最後にテストデータによる評価に必要な関数を実装していきましょう。テストデータによる正解率の算出とクラス識別を行っていますが、いずれも上記の学習処理内で保存した変数を利用していることに注意してください。x は説明変数、yは目的変数、_logitsはモデルからの出力を表す変数として、それぞれ定義していました。その変数をそのまま流用していますので、このリンク関係をそのまま利用することができます。

識別用の関数が分かりやすいのでそちらから見ていきましょう。識別関数では、出力層の3つのノードからもっとも値の大きいノードを取得しています。この処理を tf.argmax で生成した Variable オブジェクトが、Session.run 関数で入力に指定されたデータを渡した時にどのような値になるかを計算することにより求めています。

正解率の算出用関数も要領は同じです。
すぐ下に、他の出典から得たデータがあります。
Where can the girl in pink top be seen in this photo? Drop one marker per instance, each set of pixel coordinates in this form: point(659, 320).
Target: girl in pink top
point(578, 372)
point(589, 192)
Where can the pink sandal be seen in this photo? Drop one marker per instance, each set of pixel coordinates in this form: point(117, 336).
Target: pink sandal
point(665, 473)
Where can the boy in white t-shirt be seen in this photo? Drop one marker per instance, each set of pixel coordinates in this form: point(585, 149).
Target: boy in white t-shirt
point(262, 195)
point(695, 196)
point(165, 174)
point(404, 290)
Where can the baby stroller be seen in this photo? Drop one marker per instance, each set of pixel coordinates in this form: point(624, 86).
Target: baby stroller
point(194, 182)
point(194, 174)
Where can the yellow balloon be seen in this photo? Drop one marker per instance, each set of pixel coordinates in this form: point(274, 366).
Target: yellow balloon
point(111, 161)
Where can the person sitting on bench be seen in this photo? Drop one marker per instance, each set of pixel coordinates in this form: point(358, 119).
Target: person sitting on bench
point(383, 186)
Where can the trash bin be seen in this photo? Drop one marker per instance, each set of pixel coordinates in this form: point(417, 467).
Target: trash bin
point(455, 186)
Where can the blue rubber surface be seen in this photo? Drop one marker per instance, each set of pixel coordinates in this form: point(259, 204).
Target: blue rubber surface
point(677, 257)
正解率を求める過程と結果の Variable オブジェクトを定義し、テスト用データでその値を求めるという構造になっています。

上記で行ったモデルの学習も含め、TensorFlowでは、変数のリンク関係を定義し、求めたい変数と計算に用いる入力値を Session.run 関数に渡すことによりその変数の値を計算することができます。

def evaluate(self, x_test=None, y_test=None):
    x_test, y_test = get_test_data(x_test, y_test)
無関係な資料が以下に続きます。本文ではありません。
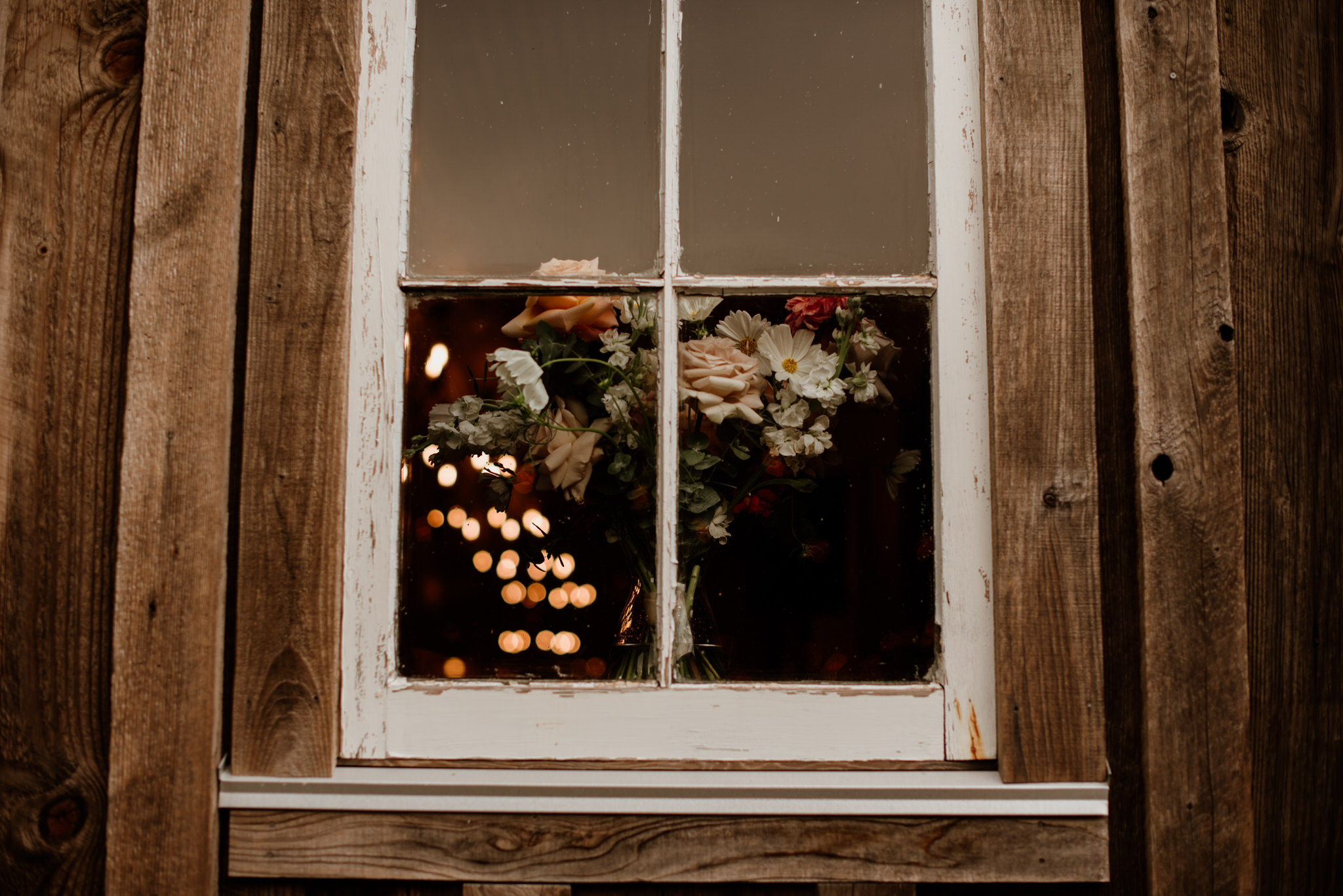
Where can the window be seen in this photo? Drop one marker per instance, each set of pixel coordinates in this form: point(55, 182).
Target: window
point(697, 242)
    # build accuracy calculate step
    correct_prediction = tf.equal(tf.argmax(self._logits, 1), tf.argmax(self._y, 1))
    accuracy = tf.reduce_mean(tf.cast(correct_prediction, tf.float32))

    # evaluate
    return self._sess.run([accuracy], feed_dict={self._x: x_test, self._y: y_test})

def predict(self, samples):
    predictions = tf.argmax(self._logits, 1)
    return self._sess.run(predictions, {self._x: samples})

おわりに

以上で、TensorFlow を利用した基本的なDNNの作成は完了です。あとはモデルの定義をCNNやRNNに変更したり、損失関数を変更したり、最適化アルゴリズムを変更するだけで使いまわせるんじゃないかと思います。一覧性が微妙なAPIドキュメントという障害もありますが、ここまでこれば余裕ですよね!

ちなみにパラメーターや学習状況を観測したい場合は、TensorBoard機能を利用すれば良いようですので、興味のある方は僕に教えて下さい。